Pender's Blog

Blog archive

This Week in Reader E-Mails

OK, so we already snuck a few in on you with the last entry. Well, here are some more. RCPU got an absolute bumper crop this week, so we'll run a few now and save the rest for next week. To those who took time to write, we offer our thanks, as always.

On Microsoft's offer of $3 Windows to students in developing nations, Mackey says it's a great idea:

"I host foreign exchange students, and they tell me that most of the OSes are pirated and cost very little (the cost that malware brings with it does not matter to them). If they have a chance to get a legitimate copy, they would pay the $3 even though they can get Linux free. Hopefully, this will put some of the pirates out of business and slow the malware."
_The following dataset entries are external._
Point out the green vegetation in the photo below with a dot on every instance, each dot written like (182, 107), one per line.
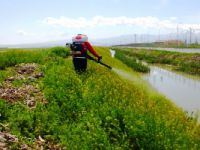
(94, 110)
(132, 62)
(165, 45)
(185, 62)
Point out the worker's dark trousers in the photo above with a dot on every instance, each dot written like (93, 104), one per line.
(80, 64)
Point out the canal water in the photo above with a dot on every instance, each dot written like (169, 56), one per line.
(184, 91)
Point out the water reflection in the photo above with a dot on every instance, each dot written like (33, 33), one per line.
(184, 91)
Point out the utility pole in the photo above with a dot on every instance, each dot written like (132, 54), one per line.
(135, 36)
(177, 35)
(190, 35)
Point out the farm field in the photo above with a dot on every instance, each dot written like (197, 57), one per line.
(45, 104)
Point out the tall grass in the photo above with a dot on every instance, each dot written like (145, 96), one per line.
(98, 110)
(16, 56)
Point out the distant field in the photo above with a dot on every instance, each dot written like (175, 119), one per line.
(186, 62)
(44, 102)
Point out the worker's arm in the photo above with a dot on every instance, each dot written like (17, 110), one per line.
(90, 48)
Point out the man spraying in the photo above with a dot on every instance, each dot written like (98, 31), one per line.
(79, 48)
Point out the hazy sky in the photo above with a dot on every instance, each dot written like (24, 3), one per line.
(29, 21)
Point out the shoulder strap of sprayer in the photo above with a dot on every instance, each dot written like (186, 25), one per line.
(93, 59)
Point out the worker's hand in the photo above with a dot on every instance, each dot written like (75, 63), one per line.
(99, 58)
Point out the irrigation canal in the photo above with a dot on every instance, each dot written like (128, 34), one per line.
(183, 90)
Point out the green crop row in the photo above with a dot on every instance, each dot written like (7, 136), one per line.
(132, 62)
(185, 62)
(99, 110)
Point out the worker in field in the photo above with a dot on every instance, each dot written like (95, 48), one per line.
(79, 47)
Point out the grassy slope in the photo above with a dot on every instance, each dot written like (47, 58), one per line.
(98, 109)
(185, 62)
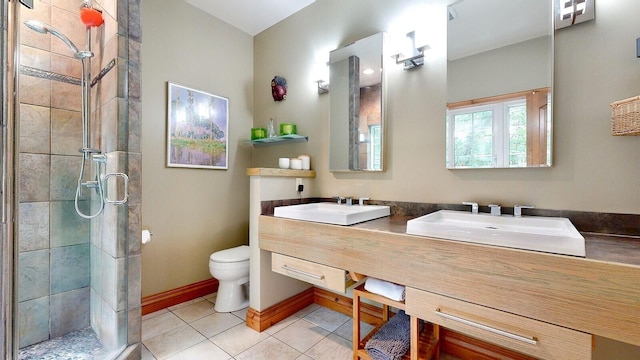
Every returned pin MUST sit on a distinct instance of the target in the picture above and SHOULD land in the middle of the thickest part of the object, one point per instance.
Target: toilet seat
(236, 254)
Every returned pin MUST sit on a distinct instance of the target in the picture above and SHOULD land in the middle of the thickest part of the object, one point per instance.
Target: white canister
(283, 163)
(296, 164)
(306, 162)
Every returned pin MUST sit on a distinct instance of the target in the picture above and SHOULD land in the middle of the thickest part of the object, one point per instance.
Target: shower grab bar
(126, 188)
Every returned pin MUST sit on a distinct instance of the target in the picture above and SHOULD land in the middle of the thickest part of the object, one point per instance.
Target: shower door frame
(8, 347)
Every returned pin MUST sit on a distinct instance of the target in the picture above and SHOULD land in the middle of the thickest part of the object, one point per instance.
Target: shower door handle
(124, 199)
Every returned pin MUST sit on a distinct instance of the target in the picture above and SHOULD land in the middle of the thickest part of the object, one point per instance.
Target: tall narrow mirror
(499, 79)
(356, 116)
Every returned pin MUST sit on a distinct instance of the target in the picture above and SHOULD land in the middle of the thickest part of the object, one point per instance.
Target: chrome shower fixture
(43, 28)
(94, 156)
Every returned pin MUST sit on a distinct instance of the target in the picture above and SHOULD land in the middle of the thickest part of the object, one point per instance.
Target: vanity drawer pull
(529, 340)
(313, 276)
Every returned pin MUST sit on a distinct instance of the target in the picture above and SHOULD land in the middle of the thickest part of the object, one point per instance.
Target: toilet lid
(236, 254)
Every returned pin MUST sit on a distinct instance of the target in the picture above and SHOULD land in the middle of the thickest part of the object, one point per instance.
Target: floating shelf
(278, 140)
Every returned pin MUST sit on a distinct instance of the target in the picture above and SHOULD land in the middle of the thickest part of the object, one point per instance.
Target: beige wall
(191, 212)
(595, 65)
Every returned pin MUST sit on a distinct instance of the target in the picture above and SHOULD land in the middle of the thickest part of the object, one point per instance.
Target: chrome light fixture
(415, 55)
(323, 86)
(571, 12)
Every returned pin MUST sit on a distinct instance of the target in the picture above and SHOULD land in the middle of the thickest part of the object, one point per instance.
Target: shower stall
(70, 175)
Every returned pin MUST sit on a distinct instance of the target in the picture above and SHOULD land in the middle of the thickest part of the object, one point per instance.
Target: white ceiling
(482, 25)
(251, 16)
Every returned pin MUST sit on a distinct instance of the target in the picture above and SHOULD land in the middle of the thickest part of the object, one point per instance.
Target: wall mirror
(356, 97)
(499, 79)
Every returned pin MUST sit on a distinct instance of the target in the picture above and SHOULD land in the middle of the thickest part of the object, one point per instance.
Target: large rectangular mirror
(356, 115)
(499, 79)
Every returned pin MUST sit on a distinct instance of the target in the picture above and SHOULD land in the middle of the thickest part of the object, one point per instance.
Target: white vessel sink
(547, 234)
(331, 213)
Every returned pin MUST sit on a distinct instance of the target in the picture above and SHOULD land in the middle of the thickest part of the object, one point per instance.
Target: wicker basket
(625, 117)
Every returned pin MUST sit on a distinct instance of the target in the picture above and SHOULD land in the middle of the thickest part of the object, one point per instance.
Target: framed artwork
(197, 129)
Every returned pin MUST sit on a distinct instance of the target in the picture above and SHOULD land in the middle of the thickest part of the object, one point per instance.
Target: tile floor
(194, 331)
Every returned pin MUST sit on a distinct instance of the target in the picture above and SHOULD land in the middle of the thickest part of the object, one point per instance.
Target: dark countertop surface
(601, 247)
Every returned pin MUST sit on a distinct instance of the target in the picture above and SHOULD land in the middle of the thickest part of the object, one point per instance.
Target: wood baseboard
(172, 297)
(261, 320)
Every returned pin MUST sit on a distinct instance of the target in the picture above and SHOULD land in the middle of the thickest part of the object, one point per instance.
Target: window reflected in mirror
(508, 131)
(499, 84)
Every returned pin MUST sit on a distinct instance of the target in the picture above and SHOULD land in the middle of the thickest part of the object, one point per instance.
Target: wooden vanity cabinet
(531, 337)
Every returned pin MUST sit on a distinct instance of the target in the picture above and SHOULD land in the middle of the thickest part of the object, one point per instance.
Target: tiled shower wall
(75, 272)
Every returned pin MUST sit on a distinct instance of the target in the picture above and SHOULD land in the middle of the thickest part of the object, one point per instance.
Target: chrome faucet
(517, 209)
(474, 206)
(496, 210)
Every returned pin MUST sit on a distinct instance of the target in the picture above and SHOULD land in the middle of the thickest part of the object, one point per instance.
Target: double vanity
(521, 294)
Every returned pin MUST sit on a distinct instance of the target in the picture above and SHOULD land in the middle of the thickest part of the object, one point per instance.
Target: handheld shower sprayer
(43, 28)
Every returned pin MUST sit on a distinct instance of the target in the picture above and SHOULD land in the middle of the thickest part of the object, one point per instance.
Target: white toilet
(231, 268)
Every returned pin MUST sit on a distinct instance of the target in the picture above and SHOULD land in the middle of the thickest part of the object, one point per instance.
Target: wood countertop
(598, 294)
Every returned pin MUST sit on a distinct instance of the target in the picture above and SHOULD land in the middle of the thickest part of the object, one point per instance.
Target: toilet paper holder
(146, 236)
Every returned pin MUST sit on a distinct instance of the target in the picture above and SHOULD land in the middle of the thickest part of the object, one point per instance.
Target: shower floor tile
(78, 345)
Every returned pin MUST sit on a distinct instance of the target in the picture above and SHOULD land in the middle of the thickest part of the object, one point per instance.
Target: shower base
(77, 345)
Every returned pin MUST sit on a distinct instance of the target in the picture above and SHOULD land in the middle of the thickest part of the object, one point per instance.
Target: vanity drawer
(525, 335)
(314, 273)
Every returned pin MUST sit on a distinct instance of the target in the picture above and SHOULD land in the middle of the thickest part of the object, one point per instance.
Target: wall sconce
(321, 73)
(415, 55)
(571, 12)
(323, 87)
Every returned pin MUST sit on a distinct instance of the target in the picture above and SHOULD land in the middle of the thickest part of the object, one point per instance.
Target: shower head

And Nafees writes to us from Pakistan, where he says folks will be thrilled to get their hands on legitimate software almost for free:

"I am a student and also working in a textile firm. Most of the people in Pakistan use pirated copies of Windows and every other software like Microsoft Office because, as you know, it's a poor country, so people can't afford $150 Windows or more costly office software. It will be a great step for Microsoft to help and motivate people to use legal and genuine software for just $3. It will help to create awareness and give confidence to a lot of young future IT professionals. You ask how people can buy $300 computers for $3 Windows. Let me inform you that most of the people in our country use old branded computers, which are imported to most of the European countries in containers. You can buy these computers for only $50, and most of the students use these computers. So I am glad that Microsoft is giving us an opportunity to use legal software and we'll not have to bear the shame of piracy and illegal software anymore."

And we're glad that you took the time to write, Nafees. This is the first e-mail we can remember getting from Asia, so it's good to see that our global influence is growing. As is Microsoft's, we suppose.

We got a couple of rapid-fire e-mails (seriously, minutes after the newsletter went out and not more than a couple of hours after the blog post went up) about Apple's juicy little stock scandal.

Brad suspects that former CFO Fred Anderson might have turned state's evidence on Steve Jobs:

"Suppose Fred Anderson was looking to make a deal, and offered to implicate Steve Jobs."

Brad, anything is possible, and nothing would surprise us. Of course, just as they were on "Dragnet," all suspects are innocent until proven guilty. (And, in this case, Jobs isn't even a "suspect," and Anderson slipped quietly into that fold between guilt and innocence by "settling" with the SEC. Ah, corporate justice.)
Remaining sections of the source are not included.